More intervention from regulators
The global financial crisis linked to the pandemic has had and will have such an economic impact that it requires more intervention from regulators and supervisors in order to preserve access to capital and liquidity. To do this, financial services are now expected to be ready to expose all of their data to regulators, “on demand”, in a context of recurring crises. This concerns not only data traditionally managed by risk departments, but also new data, sometimes not readily available in banking information systems, such as the number of spaces in a funded car park or in hotel rooms. This increased demand for agility, whether in terms of data management or analysis, must foster growing interactivity between organizations and regulators.

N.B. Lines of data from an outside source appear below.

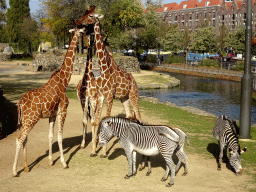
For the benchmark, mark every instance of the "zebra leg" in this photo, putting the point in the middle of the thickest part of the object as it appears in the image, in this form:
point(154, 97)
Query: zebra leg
point(220, 156)
point(149, 166)
point(143, 162)
point(167, 170)
point(134, 162)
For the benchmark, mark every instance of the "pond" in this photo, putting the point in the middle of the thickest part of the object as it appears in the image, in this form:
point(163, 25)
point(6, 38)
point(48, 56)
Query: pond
point(215, 96)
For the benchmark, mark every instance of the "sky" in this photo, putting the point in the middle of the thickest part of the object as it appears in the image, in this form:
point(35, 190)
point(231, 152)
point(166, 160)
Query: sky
point(35, 4)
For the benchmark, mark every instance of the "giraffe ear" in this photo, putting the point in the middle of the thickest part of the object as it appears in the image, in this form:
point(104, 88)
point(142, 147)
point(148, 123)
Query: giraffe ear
point(99, 16)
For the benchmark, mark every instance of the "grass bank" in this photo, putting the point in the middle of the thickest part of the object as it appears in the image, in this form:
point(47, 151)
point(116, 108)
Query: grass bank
point(199, 129)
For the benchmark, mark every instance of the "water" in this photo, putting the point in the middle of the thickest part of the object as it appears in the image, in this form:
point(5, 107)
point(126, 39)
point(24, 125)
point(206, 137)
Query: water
point(215, 96)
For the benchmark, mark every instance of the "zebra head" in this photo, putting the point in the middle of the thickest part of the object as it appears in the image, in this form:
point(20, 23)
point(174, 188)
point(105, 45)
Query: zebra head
point(235, 160)
point(106, 133)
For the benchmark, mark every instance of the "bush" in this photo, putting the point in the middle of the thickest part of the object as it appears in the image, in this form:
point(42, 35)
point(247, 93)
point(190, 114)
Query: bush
point(210, 63)
point(175, 59)
point(239, 66)
point(151, 59)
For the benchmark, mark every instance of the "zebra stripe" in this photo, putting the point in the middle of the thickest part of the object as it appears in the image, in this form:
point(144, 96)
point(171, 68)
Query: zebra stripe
point(135, 137)
point(225, 131)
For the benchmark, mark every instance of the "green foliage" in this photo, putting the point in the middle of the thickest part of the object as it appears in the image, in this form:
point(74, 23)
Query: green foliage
point(19, 9)
point(210, 63)
point(172, 59)
point(236, 40)
point(151, 59)
point(239, 66)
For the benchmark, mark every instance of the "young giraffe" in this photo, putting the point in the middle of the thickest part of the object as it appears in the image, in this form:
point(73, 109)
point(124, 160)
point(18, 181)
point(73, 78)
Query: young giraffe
point(114, 82)
point(49, 101)
point(86, 88)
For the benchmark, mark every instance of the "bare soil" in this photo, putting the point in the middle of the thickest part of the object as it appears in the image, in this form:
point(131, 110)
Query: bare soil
point(87, 173)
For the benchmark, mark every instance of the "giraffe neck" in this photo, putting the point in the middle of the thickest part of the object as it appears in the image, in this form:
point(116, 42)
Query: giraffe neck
point(67, 66)
point(101, 49)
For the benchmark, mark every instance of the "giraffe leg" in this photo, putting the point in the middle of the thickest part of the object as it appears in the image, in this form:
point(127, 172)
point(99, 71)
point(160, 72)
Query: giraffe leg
point(126, 103)
point(85, 120)
point(62, 113)
point(51, 132)
point(95, 124)
point(26, 168)
point(134, 98)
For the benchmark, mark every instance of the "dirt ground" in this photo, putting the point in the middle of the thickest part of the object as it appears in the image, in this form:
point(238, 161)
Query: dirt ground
point(87, 173)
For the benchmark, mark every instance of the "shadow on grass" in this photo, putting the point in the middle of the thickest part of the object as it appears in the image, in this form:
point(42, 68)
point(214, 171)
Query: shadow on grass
point(68, 144)
point(214, 149)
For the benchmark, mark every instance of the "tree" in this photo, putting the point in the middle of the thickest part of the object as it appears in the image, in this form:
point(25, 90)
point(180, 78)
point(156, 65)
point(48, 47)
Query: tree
point(203, 40)
point(29, 31)
point(19, 9)
point(236, 40)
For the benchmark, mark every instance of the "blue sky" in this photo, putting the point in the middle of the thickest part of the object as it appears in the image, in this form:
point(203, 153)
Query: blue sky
point(35, 4)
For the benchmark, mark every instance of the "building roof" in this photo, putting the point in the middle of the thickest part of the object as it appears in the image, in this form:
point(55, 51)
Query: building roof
point(187, 4)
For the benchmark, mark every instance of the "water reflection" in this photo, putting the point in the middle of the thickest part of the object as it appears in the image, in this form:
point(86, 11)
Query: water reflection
point(212, 95)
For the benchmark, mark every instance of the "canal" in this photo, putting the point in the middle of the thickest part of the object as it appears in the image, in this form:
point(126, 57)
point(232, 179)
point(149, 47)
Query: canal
point(215, 96)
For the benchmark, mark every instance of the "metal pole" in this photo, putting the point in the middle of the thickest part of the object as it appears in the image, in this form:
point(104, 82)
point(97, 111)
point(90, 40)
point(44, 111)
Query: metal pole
point(246, 84)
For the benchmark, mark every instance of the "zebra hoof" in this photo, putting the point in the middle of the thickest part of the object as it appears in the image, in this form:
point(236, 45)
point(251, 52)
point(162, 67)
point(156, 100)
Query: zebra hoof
point(26, 169)
point(170, 184)
point(127, 176)
point(93, 155)
point(103, 156)
point(164, 179)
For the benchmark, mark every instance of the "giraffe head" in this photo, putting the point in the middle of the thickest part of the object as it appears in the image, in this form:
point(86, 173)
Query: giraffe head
point(89, 17)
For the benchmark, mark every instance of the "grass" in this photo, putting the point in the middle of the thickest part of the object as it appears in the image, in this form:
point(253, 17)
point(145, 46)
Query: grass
point(199, 130)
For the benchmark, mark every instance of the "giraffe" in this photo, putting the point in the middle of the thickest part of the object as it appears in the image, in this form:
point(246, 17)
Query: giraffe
point(49, 101)
point(112, 83)
point(85, 89)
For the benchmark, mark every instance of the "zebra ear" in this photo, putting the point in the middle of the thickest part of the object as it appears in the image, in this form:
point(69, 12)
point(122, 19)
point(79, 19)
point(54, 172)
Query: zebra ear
point(243, 150)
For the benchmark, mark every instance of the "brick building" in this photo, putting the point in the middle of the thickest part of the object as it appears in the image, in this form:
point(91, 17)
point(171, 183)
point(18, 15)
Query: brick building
point(192, 14)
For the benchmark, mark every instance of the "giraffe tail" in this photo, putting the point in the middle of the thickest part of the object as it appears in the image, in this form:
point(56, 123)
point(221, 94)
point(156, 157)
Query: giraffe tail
point(19, 125)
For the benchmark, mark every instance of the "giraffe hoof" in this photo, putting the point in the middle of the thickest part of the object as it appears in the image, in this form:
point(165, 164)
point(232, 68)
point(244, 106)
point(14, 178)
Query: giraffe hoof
point(103, 156)
point(93, 155)
point(26, 169)
point(170, 184)
point(50, 163)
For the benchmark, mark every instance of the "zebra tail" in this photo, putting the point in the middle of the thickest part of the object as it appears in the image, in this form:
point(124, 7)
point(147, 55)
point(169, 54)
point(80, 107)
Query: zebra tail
point(169, 136)
point(188, 142)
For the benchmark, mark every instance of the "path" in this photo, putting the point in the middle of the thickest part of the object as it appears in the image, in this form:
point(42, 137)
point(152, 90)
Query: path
point(96, 174)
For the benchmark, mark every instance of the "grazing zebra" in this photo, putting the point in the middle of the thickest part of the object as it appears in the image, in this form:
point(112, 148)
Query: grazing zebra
point(226, 134)
point(135, 137)
point(179, 152)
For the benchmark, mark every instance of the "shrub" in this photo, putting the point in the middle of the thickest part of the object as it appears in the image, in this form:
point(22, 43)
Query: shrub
point(239, 66)
point(210, 63)
point(175, 59)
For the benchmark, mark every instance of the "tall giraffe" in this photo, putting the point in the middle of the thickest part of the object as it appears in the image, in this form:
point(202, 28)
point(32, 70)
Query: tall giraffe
point(86, 88)
point(49, 101)
point(113, 82)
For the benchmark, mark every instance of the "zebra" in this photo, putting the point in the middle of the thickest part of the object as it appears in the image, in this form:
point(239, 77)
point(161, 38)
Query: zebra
point(226, 134)
point(181, 154)
point(135, 137)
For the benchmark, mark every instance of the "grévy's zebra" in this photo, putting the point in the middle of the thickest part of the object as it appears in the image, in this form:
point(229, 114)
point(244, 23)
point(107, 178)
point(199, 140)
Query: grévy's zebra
point(135, 137)
point(226, 134)
point(181, 154)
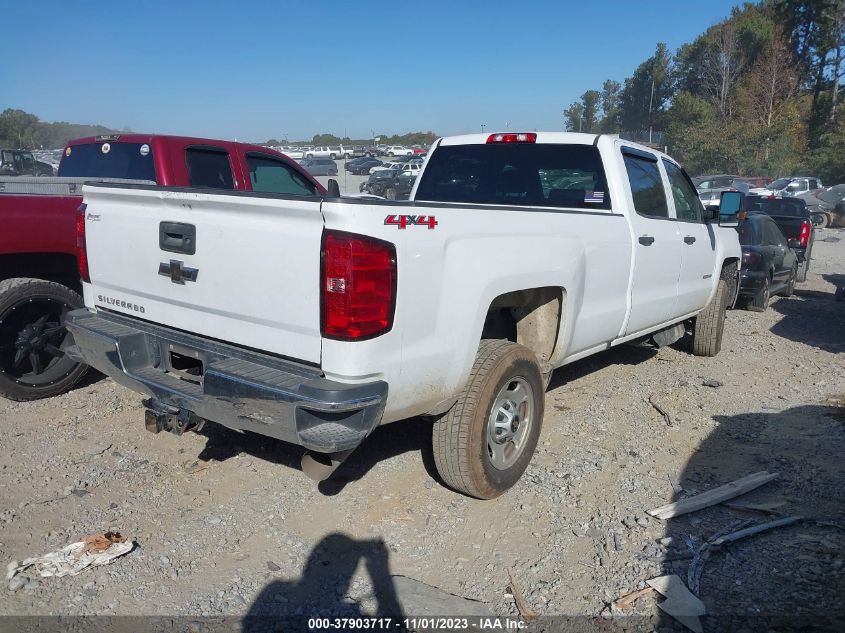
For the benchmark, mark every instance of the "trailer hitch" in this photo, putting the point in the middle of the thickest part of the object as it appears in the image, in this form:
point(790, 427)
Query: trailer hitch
point(159, 416)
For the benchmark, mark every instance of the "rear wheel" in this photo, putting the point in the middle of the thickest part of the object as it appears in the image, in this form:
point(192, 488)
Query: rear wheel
point(484, 443)
point(760, 301)
point(33, 339)
point(709, 325)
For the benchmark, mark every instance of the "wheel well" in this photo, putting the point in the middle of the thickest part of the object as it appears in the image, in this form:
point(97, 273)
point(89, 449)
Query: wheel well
point(529, 317)
point(58, 267)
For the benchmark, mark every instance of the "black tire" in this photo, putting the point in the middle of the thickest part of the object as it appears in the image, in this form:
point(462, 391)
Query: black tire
point(461, 437)
point(790, 286)
point(760, 301)
point(709, 324)
point(32, 310)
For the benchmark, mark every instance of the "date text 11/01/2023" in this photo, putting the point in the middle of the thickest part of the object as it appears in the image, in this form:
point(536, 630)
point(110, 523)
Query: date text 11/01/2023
point(430, 623)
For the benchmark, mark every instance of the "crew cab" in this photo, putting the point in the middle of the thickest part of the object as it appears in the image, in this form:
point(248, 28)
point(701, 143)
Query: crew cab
point(316, 319)
point(39, 279)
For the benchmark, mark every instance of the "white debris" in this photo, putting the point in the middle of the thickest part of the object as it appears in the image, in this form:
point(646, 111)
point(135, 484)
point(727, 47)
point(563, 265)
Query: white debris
point(73, 558)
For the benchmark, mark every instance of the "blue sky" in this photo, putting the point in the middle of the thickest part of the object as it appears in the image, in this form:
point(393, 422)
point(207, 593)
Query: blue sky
point(254, 70)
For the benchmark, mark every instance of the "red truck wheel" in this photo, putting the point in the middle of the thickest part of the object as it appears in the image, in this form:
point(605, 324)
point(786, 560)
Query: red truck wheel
point(33, 339)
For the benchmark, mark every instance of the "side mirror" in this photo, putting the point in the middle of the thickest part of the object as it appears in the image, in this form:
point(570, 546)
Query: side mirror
point(333, 188)
point(730, 206)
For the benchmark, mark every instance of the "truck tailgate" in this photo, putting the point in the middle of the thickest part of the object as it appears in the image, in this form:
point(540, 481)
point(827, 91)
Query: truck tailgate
point(240, 268)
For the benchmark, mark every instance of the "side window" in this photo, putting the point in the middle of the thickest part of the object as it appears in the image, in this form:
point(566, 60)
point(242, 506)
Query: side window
point(209, 168)
point(269, 175)
point(646, 187)
point(687, 204)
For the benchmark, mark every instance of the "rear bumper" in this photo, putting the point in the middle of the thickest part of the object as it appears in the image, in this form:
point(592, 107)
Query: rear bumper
point(238, 388)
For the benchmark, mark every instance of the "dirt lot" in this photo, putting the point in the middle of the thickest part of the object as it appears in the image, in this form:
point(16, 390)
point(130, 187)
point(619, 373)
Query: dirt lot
point(226, 524)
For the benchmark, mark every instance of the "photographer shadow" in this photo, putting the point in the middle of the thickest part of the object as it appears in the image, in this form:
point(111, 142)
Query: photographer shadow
point(324, 588)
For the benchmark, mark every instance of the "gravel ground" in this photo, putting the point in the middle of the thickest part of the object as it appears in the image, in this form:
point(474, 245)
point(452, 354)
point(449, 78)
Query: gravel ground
point(226, 524)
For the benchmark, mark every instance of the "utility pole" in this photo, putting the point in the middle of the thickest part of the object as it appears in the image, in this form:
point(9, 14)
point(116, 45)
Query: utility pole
point(650, 102)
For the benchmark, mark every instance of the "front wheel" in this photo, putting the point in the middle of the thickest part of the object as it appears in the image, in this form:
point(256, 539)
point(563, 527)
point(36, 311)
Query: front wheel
point(33, 339)
point(484, 443)
point(709, 325)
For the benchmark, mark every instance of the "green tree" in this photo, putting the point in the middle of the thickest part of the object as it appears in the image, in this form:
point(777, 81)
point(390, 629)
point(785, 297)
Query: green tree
point(590, 101)
point(574, 117)
point(644, 98)
point(610, 100)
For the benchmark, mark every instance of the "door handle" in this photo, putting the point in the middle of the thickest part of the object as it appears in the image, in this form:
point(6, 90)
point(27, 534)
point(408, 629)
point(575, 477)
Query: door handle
point(177, 237)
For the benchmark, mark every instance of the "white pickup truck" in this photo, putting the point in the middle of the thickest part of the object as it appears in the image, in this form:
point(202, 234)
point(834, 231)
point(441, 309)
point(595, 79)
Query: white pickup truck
point(315, 319)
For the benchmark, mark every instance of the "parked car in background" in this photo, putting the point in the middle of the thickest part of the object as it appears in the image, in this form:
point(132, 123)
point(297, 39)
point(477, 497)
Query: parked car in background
point(319, 166)
point(769, 266)
point(323, 151)
point(398, 150)
point(710, 188)
point(788, 186)
point(793, 220)
point(18, 162)
point(40, 260)
point(411, 168)
point(362, 165)
point(293, 152)
point(379, 181)
point(822, 205)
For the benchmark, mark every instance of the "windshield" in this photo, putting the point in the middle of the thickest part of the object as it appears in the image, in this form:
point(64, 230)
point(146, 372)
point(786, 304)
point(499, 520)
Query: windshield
point(109, 160)
point(779, 184)
point(517, 174)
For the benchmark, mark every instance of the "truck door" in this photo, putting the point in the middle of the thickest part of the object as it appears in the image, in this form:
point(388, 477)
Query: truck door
point(657, 243)
point(697, 244)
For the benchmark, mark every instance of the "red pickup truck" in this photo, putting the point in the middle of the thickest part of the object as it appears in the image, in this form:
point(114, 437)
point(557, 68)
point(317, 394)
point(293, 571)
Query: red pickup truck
point(39, 254)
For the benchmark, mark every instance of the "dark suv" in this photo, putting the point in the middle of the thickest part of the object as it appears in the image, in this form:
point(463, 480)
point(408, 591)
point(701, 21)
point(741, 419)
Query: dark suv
point(18, 162)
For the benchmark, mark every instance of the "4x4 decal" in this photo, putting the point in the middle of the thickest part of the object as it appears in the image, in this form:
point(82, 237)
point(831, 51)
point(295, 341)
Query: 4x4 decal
point(404, 221)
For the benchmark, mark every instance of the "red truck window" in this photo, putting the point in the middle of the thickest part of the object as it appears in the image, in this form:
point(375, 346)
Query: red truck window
point(270, 175)
point(109, 160)
point(209, 168)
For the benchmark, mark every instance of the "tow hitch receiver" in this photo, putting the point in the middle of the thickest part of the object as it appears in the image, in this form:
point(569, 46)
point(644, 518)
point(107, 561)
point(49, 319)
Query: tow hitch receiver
point(162, 417)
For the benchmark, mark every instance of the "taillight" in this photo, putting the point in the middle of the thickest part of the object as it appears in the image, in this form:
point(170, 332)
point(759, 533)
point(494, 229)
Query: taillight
point(750, 259)
point(358, 294)
point(81, 250)
point(804, 236)
point(513, 137)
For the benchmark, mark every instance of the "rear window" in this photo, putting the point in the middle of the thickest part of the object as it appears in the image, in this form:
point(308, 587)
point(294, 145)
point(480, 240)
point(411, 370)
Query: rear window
point(209, 168)
point(543, 175)
point(109, 160)
point(784, 207)
point(274, 176)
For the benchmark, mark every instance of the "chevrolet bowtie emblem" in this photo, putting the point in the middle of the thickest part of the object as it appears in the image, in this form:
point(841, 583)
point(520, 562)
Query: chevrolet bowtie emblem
point(177, 271)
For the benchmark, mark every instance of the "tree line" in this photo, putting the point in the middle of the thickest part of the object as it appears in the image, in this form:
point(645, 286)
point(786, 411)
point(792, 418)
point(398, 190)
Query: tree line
point(758, 94)
point(412, 138)
point(22, 130)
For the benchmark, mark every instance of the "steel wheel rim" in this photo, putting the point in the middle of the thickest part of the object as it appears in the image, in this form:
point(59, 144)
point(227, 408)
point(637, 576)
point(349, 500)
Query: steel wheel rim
point(509, 423)
point(32, 342)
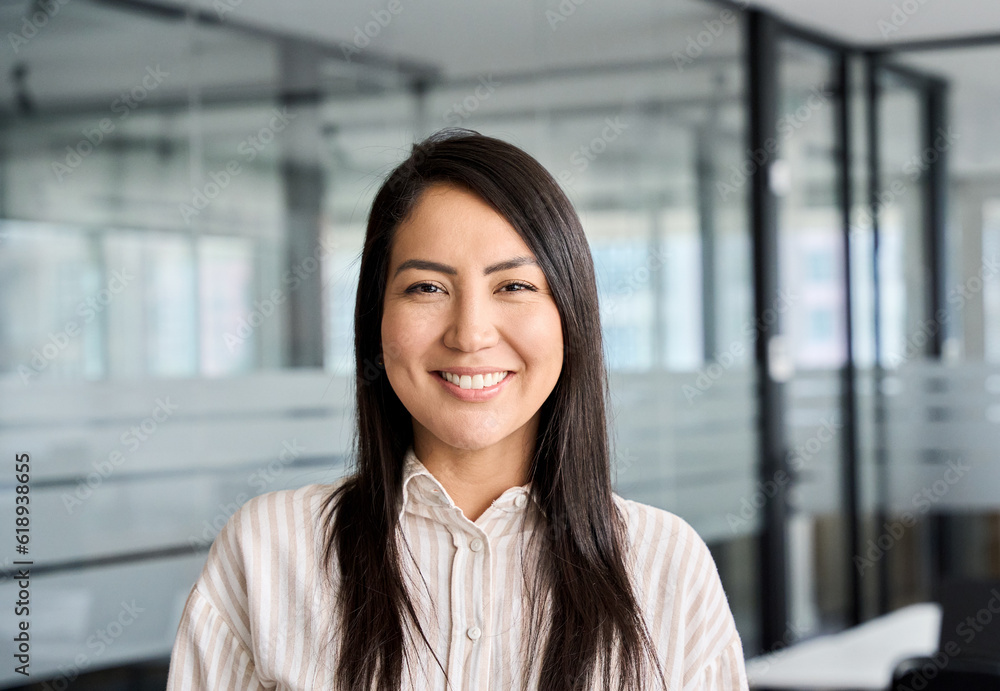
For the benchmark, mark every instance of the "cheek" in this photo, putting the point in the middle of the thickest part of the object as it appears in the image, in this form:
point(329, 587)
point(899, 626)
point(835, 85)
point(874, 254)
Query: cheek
point(404, 334)
point(540, 338)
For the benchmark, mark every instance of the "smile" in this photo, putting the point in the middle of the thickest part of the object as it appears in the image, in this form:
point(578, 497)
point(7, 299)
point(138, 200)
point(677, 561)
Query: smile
point(476, 381)
point(474, 388)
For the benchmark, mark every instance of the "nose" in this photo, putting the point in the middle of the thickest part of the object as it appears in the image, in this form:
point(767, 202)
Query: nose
point(471, 324)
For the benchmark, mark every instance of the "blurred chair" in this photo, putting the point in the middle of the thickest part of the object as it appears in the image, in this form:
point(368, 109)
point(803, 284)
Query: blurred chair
point(956, 674)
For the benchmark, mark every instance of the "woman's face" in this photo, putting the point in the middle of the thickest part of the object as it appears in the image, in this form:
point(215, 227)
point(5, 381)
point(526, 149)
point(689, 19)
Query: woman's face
point(464, 295)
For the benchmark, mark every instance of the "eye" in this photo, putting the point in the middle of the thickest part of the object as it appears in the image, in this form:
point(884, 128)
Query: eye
point(518, 283)
point(415, 288)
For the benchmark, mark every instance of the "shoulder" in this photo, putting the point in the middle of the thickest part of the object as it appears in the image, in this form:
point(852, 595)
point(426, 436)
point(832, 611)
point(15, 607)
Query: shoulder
point(656, 535)
point(276, 529)
point(677, 579)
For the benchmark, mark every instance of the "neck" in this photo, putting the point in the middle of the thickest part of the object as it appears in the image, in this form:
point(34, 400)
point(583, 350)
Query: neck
point(474, 478)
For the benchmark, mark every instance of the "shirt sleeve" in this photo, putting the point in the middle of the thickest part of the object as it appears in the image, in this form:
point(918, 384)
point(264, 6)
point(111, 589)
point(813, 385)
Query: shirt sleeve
point(711, 629)
point(207, 655)
point(726, 672)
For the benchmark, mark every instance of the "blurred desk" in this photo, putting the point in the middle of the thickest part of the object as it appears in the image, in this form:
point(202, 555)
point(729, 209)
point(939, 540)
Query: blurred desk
point(862, 657)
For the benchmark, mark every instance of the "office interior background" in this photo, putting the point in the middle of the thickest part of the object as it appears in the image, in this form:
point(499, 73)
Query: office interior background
point(794, 210)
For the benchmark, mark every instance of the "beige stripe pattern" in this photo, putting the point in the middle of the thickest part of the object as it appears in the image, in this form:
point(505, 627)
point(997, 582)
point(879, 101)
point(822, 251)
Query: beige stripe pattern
point(260, 616)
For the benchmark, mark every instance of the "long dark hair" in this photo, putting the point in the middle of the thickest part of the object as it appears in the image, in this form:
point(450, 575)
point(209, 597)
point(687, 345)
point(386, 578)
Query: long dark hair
point(581, 566)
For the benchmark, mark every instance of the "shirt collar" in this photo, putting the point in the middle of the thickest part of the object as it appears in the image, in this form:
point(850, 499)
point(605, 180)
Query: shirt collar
point(421, 488)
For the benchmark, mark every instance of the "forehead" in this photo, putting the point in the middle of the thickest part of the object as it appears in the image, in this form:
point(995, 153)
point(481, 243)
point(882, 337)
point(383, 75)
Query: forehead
point(450, 219)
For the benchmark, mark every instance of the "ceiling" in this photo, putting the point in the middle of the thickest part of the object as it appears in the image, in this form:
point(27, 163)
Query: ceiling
point(520, 34)
point(883, 22)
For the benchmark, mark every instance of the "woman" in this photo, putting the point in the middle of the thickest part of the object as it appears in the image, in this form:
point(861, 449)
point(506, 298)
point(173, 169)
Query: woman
point(478, 544)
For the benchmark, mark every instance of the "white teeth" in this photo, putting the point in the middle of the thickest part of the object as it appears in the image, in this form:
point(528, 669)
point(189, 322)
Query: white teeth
point(476, 381)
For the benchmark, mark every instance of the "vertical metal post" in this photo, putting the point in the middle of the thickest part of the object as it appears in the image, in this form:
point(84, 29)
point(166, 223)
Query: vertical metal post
point(881, 432)
point(762, 97)
point(848, 399)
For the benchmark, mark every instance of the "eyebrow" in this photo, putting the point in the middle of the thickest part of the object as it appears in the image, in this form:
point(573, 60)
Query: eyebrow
point(511, 263)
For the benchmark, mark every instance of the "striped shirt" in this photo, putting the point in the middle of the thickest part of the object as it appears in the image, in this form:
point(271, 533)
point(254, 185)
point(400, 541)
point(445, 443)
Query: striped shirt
point(260, 615)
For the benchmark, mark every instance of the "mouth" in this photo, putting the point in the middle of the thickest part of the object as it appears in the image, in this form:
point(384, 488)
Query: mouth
point(474, 388)
point(475, 381)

Ultimately, the health crisis has engendered many upheavals for the European banking landscape. As the financial crisis puts pressure on banks’ balance sheets, the most resilient will seek to consolidate at scale and encourage opportunities to improve their profitability, such as the merger of Spanish banks CaixaBank and Bankia, or the takeover offer of 5 billion euros placed by Intesa Sanpaolo with a view to acquiring the rival Italian bank UBI Banca. One thing is certain, this trend will have a strong impact on the market. While several scenarios are possible, the loss of competitiveness at European level due to the arrival of new financial behemoths is most likely. The question to ask is therefore the following: how will the French market fit into this European trend?